Some students from the University of Alberta are in emotional orbit after watching a tiny satellite they built launch into space on a giant NASA rocket.
Charles Nokes, a space physics student who hails from Lacombe, cried and then high-fived colleagues in elation Tuesday as the Atlas V blasted off into a bright blue sky from the Kennedy Space Center in Florida.
"You see the rocket engines and the fire coming out and you feel the rumble," he said from a vantage point only a few kilometres from the launch pad.
"We cried. We put Alberta's first satellite into space!"
The cube satellite called Ex-Alta 1 is being carried to the International Space Station in a cargo capsule.
Later this spring, it is to be deployed into orbit with other cube satellites designed at other universities around the world.
The mission is to study space weather and the lower thermosphere at altitudes below 400 kilometres above the Earth.
Once the satellite is in orbit, students are to study data it will transmit to better understand high-energy particles and electromagnetic fields.
Ex-Alta 1, which is about the size of a loaf of bread, will burn up during re-entry into the atmosphere within a few years.
Nokes said this part of lower space is rarely studied because it would be too expensive to lose a larger satellite.

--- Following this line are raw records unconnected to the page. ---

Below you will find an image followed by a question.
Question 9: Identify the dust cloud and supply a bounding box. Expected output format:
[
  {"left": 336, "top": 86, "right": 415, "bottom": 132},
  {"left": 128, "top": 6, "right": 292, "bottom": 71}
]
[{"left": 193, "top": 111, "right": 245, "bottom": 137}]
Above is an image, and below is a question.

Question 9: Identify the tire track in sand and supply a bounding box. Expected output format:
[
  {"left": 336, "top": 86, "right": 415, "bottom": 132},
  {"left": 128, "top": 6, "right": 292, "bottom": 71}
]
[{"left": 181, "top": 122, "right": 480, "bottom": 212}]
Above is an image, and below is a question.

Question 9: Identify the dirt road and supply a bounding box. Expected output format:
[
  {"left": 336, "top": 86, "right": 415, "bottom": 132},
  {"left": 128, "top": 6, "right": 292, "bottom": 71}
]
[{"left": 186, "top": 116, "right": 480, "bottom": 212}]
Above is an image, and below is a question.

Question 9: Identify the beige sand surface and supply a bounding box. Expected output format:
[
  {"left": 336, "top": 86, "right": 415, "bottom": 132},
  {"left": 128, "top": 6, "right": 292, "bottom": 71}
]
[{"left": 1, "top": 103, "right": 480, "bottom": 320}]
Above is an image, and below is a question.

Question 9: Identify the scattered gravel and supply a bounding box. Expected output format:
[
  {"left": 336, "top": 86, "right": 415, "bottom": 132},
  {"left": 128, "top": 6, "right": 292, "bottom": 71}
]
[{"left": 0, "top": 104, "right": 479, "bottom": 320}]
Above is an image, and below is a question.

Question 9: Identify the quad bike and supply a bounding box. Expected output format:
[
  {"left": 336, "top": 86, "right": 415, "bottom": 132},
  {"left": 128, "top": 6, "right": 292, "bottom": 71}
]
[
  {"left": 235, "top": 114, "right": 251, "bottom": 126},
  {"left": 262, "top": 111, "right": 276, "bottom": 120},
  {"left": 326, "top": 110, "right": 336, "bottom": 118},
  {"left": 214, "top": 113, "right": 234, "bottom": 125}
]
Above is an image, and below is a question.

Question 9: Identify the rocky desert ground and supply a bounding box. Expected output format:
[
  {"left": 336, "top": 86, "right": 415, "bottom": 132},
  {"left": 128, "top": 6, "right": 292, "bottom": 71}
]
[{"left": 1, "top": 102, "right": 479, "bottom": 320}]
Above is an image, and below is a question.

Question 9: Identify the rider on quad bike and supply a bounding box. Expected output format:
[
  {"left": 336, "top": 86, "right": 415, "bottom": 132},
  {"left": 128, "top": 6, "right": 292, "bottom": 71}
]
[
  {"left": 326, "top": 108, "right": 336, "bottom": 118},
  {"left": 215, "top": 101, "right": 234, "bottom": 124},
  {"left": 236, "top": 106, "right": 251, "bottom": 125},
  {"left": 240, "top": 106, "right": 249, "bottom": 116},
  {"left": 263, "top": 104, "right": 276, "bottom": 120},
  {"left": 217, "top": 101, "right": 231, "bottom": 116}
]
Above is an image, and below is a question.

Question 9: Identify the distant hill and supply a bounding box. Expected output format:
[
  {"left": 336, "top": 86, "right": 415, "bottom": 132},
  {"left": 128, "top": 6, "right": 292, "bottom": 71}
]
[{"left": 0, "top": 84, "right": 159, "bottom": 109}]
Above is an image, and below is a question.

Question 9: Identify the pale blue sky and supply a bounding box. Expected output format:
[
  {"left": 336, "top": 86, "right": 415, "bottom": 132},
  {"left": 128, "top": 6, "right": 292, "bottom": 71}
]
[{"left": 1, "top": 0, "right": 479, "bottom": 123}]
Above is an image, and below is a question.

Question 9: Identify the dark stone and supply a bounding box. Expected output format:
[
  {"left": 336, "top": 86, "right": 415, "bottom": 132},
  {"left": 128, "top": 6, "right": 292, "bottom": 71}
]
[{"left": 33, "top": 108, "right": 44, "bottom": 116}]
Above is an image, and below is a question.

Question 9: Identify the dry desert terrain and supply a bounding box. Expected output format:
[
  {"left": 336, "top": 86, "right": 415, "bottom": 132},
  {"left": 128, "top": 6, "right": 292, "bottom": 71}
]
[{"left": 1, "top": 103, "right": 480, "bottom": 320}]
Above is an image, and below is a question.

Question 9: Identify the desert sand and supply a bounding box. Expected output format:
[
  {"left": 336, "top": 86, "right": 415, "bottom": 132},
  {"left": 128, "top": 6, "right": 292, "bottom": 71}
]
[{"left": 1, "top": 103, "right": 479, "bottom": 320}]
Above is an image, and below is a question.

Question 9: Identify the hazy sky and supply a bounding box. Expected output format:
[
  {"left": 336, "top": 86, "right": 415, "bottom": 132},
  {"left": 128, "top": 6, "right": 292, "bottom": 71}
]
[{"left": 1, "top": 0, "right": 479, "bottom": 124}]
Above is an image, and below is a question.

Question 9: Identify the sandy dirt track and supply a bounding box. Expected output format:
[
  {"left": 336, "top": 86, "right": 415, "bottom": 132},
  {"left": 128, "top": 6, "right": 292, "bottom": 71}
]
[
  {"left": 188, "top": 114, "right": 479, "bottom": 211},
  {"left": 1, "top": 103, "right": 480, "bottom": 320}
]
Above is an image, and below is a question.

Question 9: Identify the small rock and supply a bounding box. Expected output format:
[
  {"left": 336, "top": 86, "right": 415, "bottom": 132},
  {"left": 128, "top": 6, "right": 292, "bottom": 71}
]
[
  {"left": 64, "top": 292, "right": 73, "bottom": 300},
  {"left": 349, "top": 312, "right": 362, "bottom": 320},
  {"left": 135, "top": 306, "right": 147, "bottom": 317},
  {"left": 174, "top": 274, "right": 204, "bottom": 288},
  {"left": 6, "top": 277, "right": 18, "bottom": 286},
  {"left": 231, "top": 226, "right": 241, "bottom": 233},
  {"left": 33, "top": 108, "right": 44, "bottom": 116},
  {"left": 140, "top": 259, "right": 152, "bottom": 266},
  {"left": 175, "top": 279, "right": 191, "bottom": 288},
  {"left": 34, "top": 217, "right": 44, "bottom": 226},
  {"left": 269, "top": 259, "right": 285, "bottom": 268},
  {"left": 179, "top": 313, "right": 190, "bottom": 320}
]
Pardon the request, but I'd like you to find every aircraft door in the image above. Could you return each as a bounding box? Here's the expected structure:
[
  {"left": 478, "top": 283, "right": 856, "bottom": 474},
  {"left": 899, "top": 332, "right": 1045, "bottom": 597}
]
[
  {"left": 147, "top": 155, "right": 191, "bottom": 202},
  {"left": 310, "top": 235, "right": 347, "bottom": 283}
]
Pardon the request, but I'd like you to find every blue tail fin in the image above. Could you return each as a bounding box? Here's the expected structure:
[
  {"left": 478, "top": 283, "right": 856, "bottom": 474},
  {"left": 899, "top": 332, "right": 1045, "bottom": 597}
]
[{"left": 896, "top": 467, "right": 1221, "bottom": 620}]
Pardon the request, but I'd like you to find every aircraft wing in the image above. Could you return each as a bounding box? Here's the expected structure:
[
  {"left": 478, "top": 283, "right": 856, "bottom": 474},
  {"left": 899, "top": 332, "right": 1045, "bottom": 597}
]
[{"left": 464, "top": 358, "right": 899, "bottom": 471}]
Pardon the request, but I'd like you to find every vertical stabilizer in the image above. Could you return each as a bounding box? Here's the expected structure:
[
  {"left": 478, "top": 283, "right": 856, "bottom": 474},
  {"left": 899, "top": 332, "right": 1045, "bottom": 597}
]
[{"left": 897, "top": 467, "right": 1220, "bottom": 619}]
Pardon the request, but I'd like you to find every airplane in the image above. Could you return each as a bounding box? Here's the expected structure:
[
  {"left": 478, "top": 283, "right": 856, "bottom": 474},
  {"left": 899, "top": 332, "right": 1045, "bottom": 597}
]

Students and faculty at the University of Alberta have been working on the satellite project since 2010.
Some of the money for Ex-Alta 1 was raised from more than 600 donors in a crowd-funding project. The names of the donors are on a microchip aboard the tiny craft.
Nokes, 23, said watching the satellite lift off justified all the years of hard work and delays on the student-led project. He served as systems engineer and project manager for Ex-Alta 1.
"It has been quite the unique learning experience," said Nokes, who is studying for his masters degree.
Another team of students at the university is working on designing and building a second satellite called Ex-Alta 2.
There is evidence that Tuesday's launch is already inspiring a new generation of students about space exploration.
Nokes said the mother of one team member is a teacher who played the video of the satellite launch to her kindergarten class.
"She sent us a photo of her students watching the launch live on the screen. That was really cool."